BLBG: Productivity of U.S. Workers Rises More Than Forecast
By Shobhana Chandra
May 6 (Bloomberg) -- The productivity of U.S. workers rose in the first quarter more than forecast, signaling employers will take time to boost payrolls in order to contain costs.
The measure of employee output per hour climbed at a 3.6 percent annual rate, Labor Department figures showed today in Washington. Efficiency advanced 6.3 percent over the past four quarters, the biggest 12-month increase since 1962. Labor costs fell more than projected.
Employment may improve as companies such as Timken Co., which slashed payrolls and relied on becoming more efficient to lower expenses and protect profits during the recession, now look to expand as sales improve. The drop in labor costs is also helping limit inflation, giving Federal Reserve policy makers room to keep interest rates near zero.
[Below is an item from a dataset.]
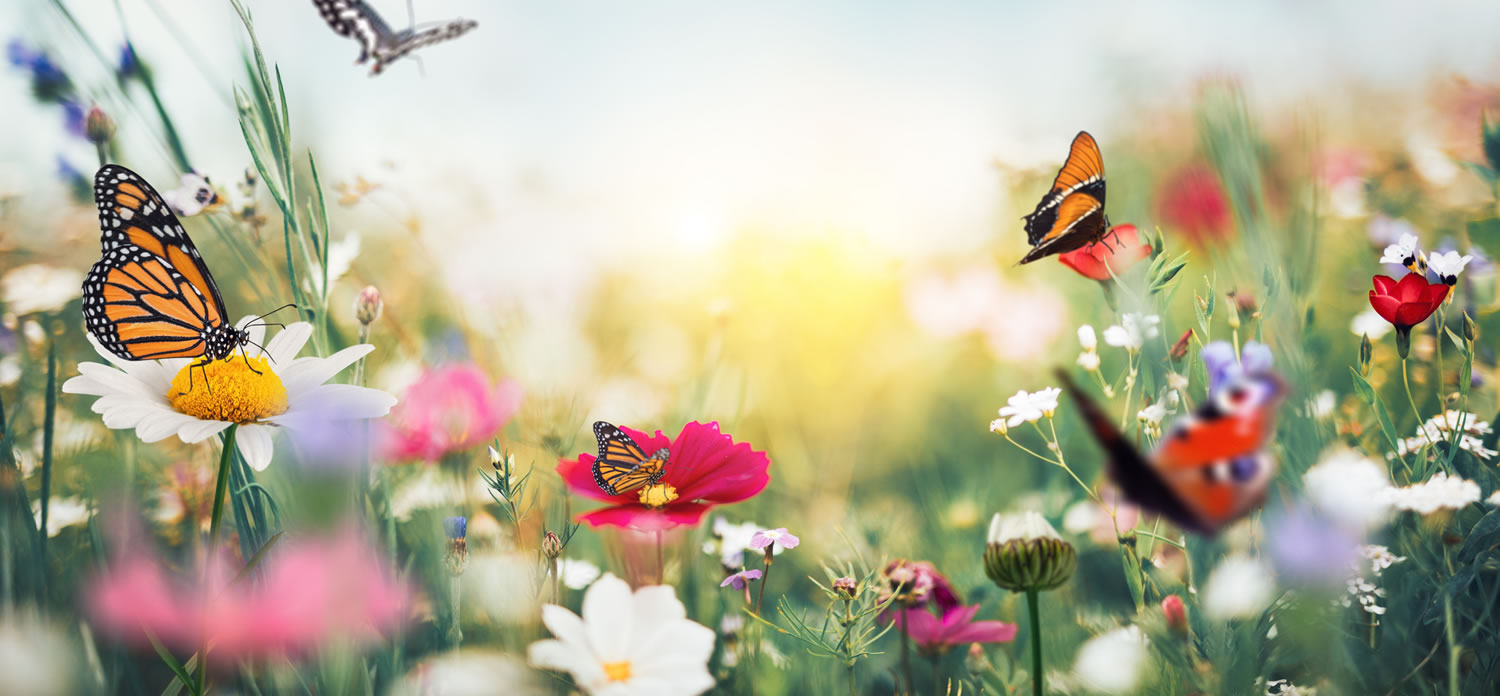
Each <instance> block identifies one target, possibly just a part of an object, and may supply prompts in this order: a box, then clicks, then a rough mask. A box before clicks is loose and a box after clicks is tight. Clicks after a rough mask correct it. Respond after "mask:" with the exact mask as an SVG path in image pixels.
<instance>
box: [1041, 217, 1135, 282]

‘Companies are still using productivity growth and cost- cutting as a major part of their business plan,” said Joshua Shapiro, chief U.S. economist at Maria Fiorini Ramirez Inc., a New York forecasting firm. “They are still being very slow to bring back people. Labor costs won’t be an issue.”
Economists projected productivity would rise at a 2.6 percent annual pace, according to the median of 64 forecasts in a Bloomberg News survey. Estimates ranged from gains of 1.5 percent to 3.9 percent. The Labor Department revised the fourth- quarter gain in efficiency down to a 6.3 percent rate from a previously estimated 6.9 percent.
Fewer Claims
The number of Americans filing claims for jobless benefits last week dropped to the lowest level in a month, indicating improvement in the labor market is taking time to develop, other figures from the Labor Department showed today.
Initial jobless claims fell by 7,000 to 444,000 in the week ended May 1, the third consecutive decrease and in line with the median forecast of economists surveyed by Bloomberg News. The number of people receiving unemployment insurance decreased and those getting extended payments rose.
Stock-index futures dropped after the reports as growing concern that the Greece debt crisis will spread through Europe overshadowed the drop in labor costs. The contract on the Standard & Poor’s 500 Index fell 0.3 percent to 1,160.1 at 8:52 a.m. in New York. Treasury securities dropped.
The productivity report showed unit labor costs, adjusted for efficiency gains, dropped at a 1.6 percent pace last quarter after a 5.6 percent decrease the previous three months. They were projected to fall 0.7 percent, according to the Bloomberg survey median.
Record Plunge
For all of 2009, labor costs plunged 1.7 percent, the most since records began six decades ago.
Hours worked last quarter increased at a 0.8 percent pace, the most in almost three years. Output rose at a 4.4 percent rate.
Among manufacturers, productivity increased at a 2.5 percent pace as hours worked surged 4.9 percent, the most since 1996. Labor costs at factories dropped 6.1 percent from the first quarter of 2009, the biggest decrease since records began in 1988.
Having slashed 8.4 million workers from payrolls during the recession that began in December 2007, employers can no longer count on productivity alone to help meet the pickup in demand. The world’s largest economy expanded at a 3.2 percent annual rate last quarter, capping the biggest six-month gain since 2003.
Payroll Forecast
The Labor Department may report tomorrow that payrolls climbed by 189,000 in April after rising 162,000 in March, according to the survey median. The jobless rate was probably 9.7 percent for the fourth month.
High unemployment and modest income growth are taming price pressures. Fed policy makers, who on April 28 reiterated their pledge to hold the benchmark interest rate near zero for an “extended period,” said in a statement that “inflation is likely to be subdued for some time.”
Timken, a maker of automotive bearings, reported a gain in first-quarter profit and raised its annual forecast, saying it was in part due to cost-cutting efforts and rising demand. The Canton, Ohio-based company, which shed more than 25 percent of its staff by the end of last year from the start of 2008, is now adding workers.
“Our output is higher and our production workforce is leaner,” James Griffith, president and chief executive officer, said on a conference call with analysts on April 29. “With just a modest increase in sales, we are seeing dramatically better productivity. As a result, we’ve been able to translate those sales almost directly to the bottom line.”
Griffith also said that Timken has added about 1,000 people, more than half of whom are contingent workers that allow it to remain flexible.